You’ve seen this start before. Tyler Chatwood is so bad it’s good, like pizza or comedy (or other stuff). He walked seven while getting 14 outs, but because he was so all over the place the Phillies couldn’t zero in on anything (or refrain from writing their wills in their head). He was an out away from qualifying for the win. He struck out six, so that’s something I guess. Anyway, as in most of Chatwood’s starts the Cubs ‘pen was able to take to the baton to the finish line without falling over, and the offense scratched out just enough to outlast a very good Nick Pivetta and Philly (Phillie?) bullpen.
Next Level: I know the default position of any mouth-breathing, Miller Lite-stained fan is to claim to send someone to the minors. So I don’t want to join the chorus. And the only reason I think it might be good for Chatwood is to provide a mental break, not a physical alteration. It’s clear the weight of the world is on him, because after a couple walks today—mostly with two out—he was cursing himself out loud enough for the rooftop goers to blush. The pressure is obviously immense, and with Montgomery doing what he’s doing the Cubs could certainly survive. Maybe working on things where the stakes aren’t so high is the answer.
At the end of the day, you’d take five innings with one run surrendered from your fifth starter every day. Or you would if the rest of the rotation was consistently slapping it, which they’re circling, but they’re not quite there yet. Walking seven just isn’t going to get it done, and Chatwood might need a massive overhaul of his motion to get the most out of what is unquestionably good stuff. That’s nearly impossible to do midseason but solutions welcome.

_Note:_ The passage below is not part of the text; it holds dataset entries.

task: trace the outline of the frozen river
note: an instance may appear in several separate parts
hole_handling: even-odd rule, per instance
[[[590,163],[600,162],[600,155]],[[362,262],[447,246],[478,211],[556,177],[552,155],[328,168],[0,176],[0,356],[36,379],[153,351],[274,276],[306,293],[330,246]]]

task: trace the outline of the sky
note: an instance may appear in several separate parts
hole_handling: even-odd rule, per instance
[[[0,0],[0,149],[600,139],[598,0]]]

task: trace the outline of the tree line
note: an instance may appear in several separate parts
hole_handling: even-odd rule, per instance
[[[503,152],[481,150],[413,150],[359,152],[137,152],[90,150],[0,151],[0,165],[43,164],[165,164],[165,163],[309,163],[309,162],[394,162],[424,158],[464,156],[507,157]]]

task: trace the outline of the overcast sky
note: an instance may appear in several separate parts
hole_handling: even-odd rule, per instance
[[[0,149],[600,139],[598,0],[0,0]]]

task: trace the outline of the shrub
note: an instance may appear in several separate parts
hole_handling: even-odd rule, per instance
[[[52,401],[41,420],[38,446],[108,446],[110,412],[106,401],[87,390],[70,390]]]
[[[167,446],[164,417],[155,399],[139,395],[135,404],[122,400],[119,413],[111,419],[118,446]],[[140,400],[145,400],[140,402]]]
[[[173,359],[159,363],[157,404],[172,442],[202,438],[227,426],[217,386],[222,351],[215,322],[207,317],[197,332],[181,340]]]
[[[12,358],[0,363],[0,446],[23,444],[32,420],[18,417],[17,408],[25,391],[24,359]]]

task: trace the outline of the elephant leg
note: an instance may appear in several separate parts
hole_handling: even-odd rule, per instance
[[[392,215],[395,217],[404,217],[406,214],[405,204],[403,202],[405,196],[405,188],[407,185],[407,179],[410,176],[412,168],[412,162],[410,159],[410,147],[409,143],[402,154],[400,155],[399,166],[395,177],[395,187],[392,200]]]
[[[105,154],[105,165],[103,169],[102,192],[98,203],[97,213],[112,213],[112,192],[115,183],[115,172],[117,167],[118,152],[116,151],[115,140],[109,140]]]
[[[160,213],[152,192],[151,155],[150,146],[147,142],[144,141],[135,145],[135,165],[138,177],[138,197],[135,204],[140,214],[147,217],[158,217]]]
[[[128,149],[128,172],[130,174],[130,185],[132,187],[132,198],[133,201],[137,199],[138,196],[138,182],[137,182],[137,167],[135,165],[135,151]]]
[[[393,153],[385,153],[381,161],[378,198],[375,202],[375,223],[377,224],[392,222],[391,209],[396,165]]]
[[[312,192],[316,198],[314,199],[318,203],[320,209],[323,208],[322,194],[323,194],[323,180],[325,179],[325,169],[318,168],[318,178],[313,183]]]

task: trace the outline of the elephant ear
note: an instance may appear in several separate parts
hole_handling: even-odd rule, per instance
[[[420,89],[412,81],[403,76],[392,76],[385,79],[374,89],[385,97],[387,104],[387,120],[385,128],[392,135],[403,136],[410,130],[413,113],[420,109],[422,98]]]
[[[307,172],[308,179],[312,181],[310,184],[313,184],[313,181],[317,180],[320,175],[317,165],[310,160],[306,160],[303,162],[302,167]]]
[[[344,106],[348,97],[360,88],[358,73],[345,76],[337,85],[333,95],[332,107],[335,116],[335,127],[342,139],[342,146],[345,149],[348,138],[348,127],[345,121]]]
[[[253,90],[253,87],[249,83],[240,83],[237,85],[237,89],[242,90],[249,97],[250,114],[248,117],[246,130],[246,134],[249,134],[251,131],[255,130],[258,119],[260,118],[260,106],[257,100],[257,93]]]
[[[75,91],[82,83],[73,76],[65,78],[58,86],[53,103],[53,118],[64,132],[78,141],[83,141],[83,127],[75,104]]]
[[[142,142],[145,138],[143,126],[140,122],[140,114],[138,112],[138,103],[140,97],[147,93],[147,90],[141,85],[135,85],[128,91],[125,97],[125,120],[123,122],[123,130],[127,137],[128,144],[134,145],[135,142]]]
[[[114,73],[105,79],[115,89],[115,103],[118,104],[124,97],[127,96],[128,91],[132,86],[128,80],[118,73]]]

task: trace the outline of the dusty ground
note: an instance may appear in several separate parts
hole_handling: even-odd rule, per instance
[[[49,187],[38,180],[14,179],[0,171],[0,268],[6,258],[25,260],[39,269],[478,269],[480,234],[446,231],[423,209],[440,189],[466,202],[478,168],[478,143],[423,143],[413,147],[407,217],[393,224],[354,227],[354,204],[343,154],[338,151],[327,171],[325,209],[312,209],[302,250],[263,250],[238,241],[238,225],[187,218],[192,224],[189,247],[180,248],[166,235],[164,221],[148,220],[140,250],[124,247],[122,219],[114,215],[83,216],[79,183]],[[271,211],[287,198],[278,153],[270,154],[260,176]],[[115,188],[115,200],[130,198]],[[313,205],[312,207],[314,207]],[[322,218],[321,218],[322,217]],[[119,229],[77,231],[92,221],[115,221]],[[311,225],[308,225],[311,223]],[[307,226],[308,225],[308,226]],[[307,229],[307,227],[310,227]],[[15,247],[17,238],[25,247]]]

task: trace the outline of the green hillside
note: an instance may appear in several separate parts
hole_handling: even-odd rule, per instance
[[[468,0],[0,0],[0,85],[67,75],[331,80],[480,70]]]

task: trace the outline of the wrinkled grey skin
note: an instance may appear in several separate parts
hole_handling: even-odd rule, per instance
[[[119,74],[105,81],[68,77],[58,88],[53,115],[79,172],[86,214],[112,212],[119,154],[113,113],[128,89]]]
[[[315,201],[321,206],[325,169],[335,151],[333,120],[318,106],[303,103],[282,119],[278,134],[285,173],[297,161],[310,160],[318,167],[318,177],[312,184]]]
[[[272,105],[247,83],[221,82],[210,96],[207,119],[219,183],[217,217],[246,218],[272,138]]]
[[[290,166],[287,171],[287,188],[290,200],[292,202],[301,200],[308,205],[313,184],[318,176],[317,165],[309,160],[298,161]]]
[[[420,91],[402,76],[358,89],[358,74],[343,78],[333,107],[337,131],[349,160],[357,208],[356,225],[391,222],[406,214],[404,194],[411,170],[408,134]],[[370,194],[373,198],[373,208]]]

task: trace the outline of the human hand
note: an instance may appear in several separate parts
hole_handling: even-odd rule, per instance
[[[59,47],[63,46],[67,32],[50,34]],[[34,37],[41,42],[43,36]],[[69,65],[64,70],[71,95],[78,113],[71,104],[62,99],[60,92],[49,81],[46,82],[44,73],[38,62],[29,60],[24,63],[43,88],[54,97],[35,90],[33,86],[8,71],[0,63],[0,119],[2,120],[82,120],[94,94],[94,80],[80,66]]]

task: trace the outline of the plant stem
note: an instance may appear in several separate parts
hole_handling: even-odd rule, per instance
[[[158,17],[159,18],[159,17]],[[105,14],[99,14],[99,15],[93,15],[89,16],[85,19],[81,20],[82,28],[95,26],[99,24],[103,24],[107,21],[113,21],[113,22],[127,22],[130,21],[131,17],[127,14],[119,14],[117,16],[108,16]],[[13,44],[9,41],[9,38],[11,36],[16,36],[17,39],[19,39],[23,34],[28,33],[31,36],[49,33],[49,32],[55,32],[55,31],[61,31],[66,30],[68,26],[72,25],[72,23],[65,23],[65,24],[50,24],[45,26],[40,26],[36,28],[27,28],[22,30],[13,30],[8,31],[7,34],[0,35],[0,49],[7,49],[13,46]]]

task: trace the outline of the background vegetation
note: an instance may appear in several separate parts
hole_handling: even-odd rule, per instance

Anthony Rizzo pulverized another ball to right today, apparently something personal with the scoreboard or patio area over there. It’s always good to see him turn on high and inside fastballs, which he’s done the past two nights.
The ‘pen wasn’t totally masterful, as Brian Duensing had some adventures, but Justin Wilson, Pedro Strop, and Brandon Morrow were clean without raising a fuss. Morrow should probably find his slider or splitter a little more often, but whatever works. It was a day of revenge for the bullpen as Cishek got a chance to sit down Aaron Altherr in a big spot, and Morrow got to do the same to Dylan Cozens. Overall, the Fightins’ left 13 guys on. The high wire act is fine when you don’t fall off.
The big talking point will be Albert Almora’s run off Anthony Rizzo’s sac fly. It was the first illegal blocking call we’ve seen in some ages, and I guess I have to say it was the right call. Andrew Knapp started in the way and only got more so catching the ball, and Almora didn’t have anywhere to go. Of course, he might have gotten around Knapp before the ball got there if he wasn’t defensive-tackle-after-a-fumble-recovery slow, but we can’t change that. It’s impossible for Knapp, as even if he’s standing in front of the plate, catching that throw would take him into the line.
The problem is the plate is different from the other bases, in a stunning piece of baseball analysis. If you block third base and force a runner to go wide, he still has to find a way to hang onto the base. At the plate runners can tap a pinky as they slide by, going to a place where catchers can’t get to if they have to leave the whole lane open. I’m not sure there is a right answer. But I guess the right answer is always the one that goes for the Cubs.
Top Play (WPA): Big Tony’s big fly in the fourth was the Cubs’ top play on the afternoon (+.130).
Bottom Play (WPA): Brian Duensing entered his second inning of work in the sixth, and it showed. After a single and a botched fielder’s choice due to a Kris Bryant error (what is going on with him?), Duensing struck out Odubel Herrera. Rookie Scott Kingery took a 1-0 Duensing offering for a ride to left, though, doubling and scoring two to bring the game within one run (-.186). Luckily, Duensing and Steve Cishek slammed the door on that rally quickly.